Part 4

461 74 6
                                    

Hari Jumat akhirnya tiba.

Malia sudah siap dengan perbekalannya berupa ransel, jaket snowboarding warna hijau gelap, dan sepatu boot. Oke, itu agak berlebihan. Tapi, sekarang sudah memasuki musim gugur dan musim gugur di Barnet itu dingin sekali.

Malia memasukkan biskuit, air mineral, senter, dan tali ke dalam tasnya. Ia lalu menemui Laura, Gwen, Scott, dan Matt di belakang sekolah.

"Bagaimana?" tanya Scott. "Sudah siap semua?"

"Ya!" Gwen dan Laura menjawab dengan antusias, sementara Malia hanya tersenyum kecil. Ia sangat gugup dan memiliki firasat yang sedikit buruk tentang keseluruhan ide ini.

Setelah memastikan semua orang siap, mereka masuk ke dalam jeep commander milik Matt. Mereka berkendara selama kira-kira 10 menit, sampai Matt menghentikan jipnya di sebuah bukaan. Di hadapan mereka, pohon-pohon tumbuh dengan lebih rapat.

"Kita masuk lewat sini," kata Scott. "Lalu, kita akan menemukan rumah itu."

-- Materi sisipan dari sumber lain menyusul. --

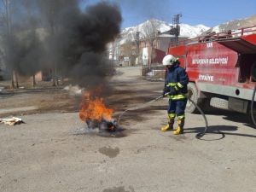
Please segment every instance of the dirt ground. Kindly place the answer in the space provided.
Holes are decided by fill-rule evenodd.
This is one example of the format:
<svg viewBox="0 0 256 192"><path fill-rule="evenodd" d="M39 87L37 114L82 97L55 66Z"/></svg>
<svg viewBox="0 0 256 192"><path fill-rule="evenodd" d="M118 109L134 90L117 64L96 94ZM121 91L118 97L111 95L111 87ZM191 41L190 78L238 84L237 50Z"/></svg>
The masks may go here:
<svg viewBox="0 0 256 192"><path fill-rule="evenodd" d="M106 100L116 119L161 94L163 82L140 73L137 67L119 67L113 78ZM122 130L108 133L86 129L78 101L63 87L0 93L0 117L26 122L0 124L1 192L256 191L256 130L248 115L207 113L209 132L224 137L198 140L204 119L186 113L185 133L173 136L160 131L167 121L163 99L125 113Z"/></svg>

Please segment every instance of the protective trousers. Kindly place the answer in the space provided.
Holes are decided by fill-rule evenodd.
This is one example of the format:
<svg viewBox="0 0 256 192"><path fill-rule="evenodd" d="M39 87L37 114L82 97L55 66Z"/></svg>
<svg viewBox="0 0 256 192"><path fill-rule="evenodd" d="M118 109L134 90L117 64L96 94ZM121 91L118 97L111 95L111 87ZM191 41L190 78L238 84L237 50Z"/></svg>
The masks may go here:
<svg viewBox="0 0 256 192"><path fill-rule="evenodd" d="M175 117L177 118L177 128L173 131L174 135L178 135L183 133L183 127L185 124L185 108L188 99L180 99L180 100L169 100L169 108L168 108L168 119L169 122L173 122ZM172 123L172 126L173 126Z"/></svg>

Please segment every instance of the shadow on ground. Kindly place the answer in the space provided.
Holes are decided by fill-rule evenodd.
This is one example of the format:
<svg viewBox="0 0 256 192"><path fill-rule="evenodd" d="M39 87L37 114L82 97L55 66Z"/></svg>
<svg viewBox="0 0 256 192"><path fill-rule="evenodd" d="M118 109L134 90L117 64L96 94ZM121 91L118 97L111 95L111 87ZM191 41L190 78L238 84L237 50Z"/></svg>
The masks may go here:
<svg viewBox="0 0 256 192"><path fill-rule="evenodd" d="M198 134L203 132L206 127L195 127L195 128L187 128L184 129L185 134L195 133ZM256 132L255 135L250 134L243 134L243 133L236 133L236 132L230 132L230 131L237 131L237 126L229 126L229 125L213 125L208 126L207 134L219 134L221 137L219 139L224 138L225 136L238 136L238 137L255 137L256 138ZM214 139L216 140L216 139Z"/></svg>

"Ini bakalan asyik," kata Laura.

Malia tidak mengerti, di bagian manakah asyiknya ketika kita memasukkan diri kita sendiri ke dalam bahaya.

Setelah memastikan mental mereka siap, Malia dan teman-temannya turun dari mobil, lalu masuk ke dalam hutan. Bahkan di sore haripun, hutan sudah mulai gelap. Daun-daun kering menutupi tanah yang lembap. Suasana hutan senyap.

Scott memandu mereka, sementara Matt berjaga di paling belakang. Malia berjalan di tengah-tengah, bersama Laura dan Gwen. Mereka berjalan terus, kadang-kadang kebingungan di antara pohon-pohon yang hampir sama, tetapi setelah 10 menit berjalan, rumah itu mulai tampak.

Malia bisa melihat air mancur bundar yang besar di dekat pintu masuk. Tidak ada pagar yang mengelilingi rumah besar itu. Dinding-dinding luarnya bercat putih, tetapi warnanya sudah kusam dan banyak cat yang terkelupas. Terdapat banyak jendela, tetapi banyak pula yang sudah pecah.

"Seram," gumam Malia.

Matt menyeringai. "Kau takut, Malia?"

Malia menggeleng. Padahal, sejujurnya, ia lumayan takut.

"Ayo, kita masuk," kata Scott. Lalu, ia melenggang ke depan sementara sisanya di belakang, mengikuti.

Pintu utama tentu saja dikunci. Setelah bertahun-tahun, pintu itu masih tetap berdiri kokoh di tempatnya. Engsel-engselnya sudah karatan, tetapi pintu yang terbuat dari kayu yang dicat itu bahkan tidak lapuk. Mereka mengambil jalan mengitar, lewat pintu belakang.

Pintu belakang juga terkunci, tetapi jendela di sebelahnya tidak. Jendela itu sudah pecah ketika mereka tiba, jadi mereka hanya perlu menyibak gorden tipis dan langsung meloncat ke dalam saja. Dalam sekejap, mereka sudah berada di dalam.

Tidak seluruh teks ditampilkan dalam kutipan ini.